O Spencer, C Blakeley, F Wrigley
airway, copd, nebuliser, ventilation
O Spencer, C Blakeley, F Wrigley. Home Nebulisers – a serious complication. The Internet Journal of Pulmonary Medicine. 2008 Volume 11 Number 2.
This case report highlights a serious complication after using a home nebuliser machine. An elderly patient, known to have COPD, was brought to the Emergency Department with severe difficulty in breathing. Despite salbutamol nebulisers, his condition did not improve. Reassessment of his airway revealed a nebuliser mouthpiece in his oropharynx which was removed with McGill’s forceps. The patient’s condition immediately improved and he was able to start talking. There are reports of aspiration incidents in the literature after the use of metered dose inhalers, we have not been able to find any other reported incidence of this happening with a home nebuliser machine. Although this event was extremely unusual it highlights when patients are using medical equipment at home unsupervised, they must be educated to be able to use it safely
Work carried out at Mayday University Hospital
An elderly patient, known to have Chronic Obstructive Pulmonary Disease, was brought to the Accident and Emergency department by ambulance with severe difficulty in breathing. On arrival he was clearly very unwell and unable to speak. Clinical examination revealed frothy blood tinged sputum in his mouth but the airway appeared clear. He was tachypnoeic (respiratory rate 40) with a silent chest, oxygen saturations were 95% on 15L of oxygen. An arterial blood gas sample taken from the patient, on 15L oxygen via a face mask, showed a pH 6.99, pCO2 16.4 pO2 17.0, bicarbonate 17.9 and base excess -2.2. Initial management was commenced for an exacerbation of COPD with titrated oxygen, nebulised salbutamol and atrovent, and intravenous hydrocortisone.
A collateral history obtained from his wife confirmed he had self administered a home salbutamol nebuliser, three hours earlier, as he felt his “breathing was bad”. After this his breathing had rapidly deteriorated and his wife had called an ambulance.
The patient received back-to-back salbutamol nebulisers but there was no improvement in his condition. Reassessment of his airway revealed a grey object in his oropharynx that was removed with McGill’s forceps.
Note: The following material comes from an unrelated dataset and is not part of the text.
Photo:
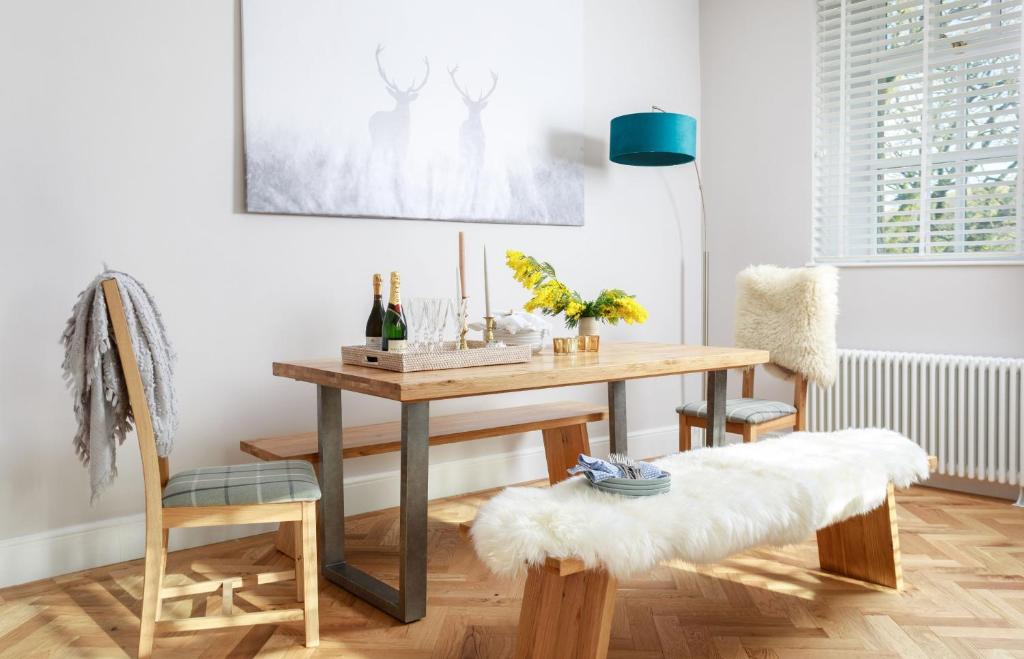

The patient’s condition immediately improved and he was able to start talking. Auscultation revealed wide spread wheeze. Repeat arterial blood gases, 20 minutes after the initial sample, showed pH 7.12, pCO2 10.8, pO2 14.8, base 0.8 and bicarbonate 22.3. The object that had been obstructing his airway was the mouth piece of his home nebuliser (Fig 1) that he had accidentally inhaled 3 hours earlier at home.
Although improving the patient was clearly exhausted by his ordeal and was admitted under the care of the on call medical team for continued medical therapy and BIPAP overnight. He made a rapid recovery and by the morning no longer required ventilatory support. He continued to improve and was discharged home 3 days later.
There are reports of aspiration incidents in the literature after the use of metered dose inhalers, but after searching the Medline data base we have not been able to find any other reported incidence of this happening with a home nebuliser machine. Patients have reported aspirating the cap of their inhalers 12. Other reported incidents have occurred when the cap of a patient’s inhaler has become detached whilst in their pocket or handbag and without checking the patient has used their inhaler. Foreign objects inhaled in this manner include a cigarette filter for a patient whose mother rolls her own cigarettes 3, five cent pieces 3, a plastic lug to stop radiator vibration 4 and a spider 4.
Whilst this was an extremely unusual event, it does however highlight a number of issues. Firstly that when patients are using a piece of medical equipment at home unsupervised, they must be educated to be able to use it safely. It also acts as a reminder that when initial resuscitation of an ill patient is not progressing it is very important to reassess, starting again from the airway.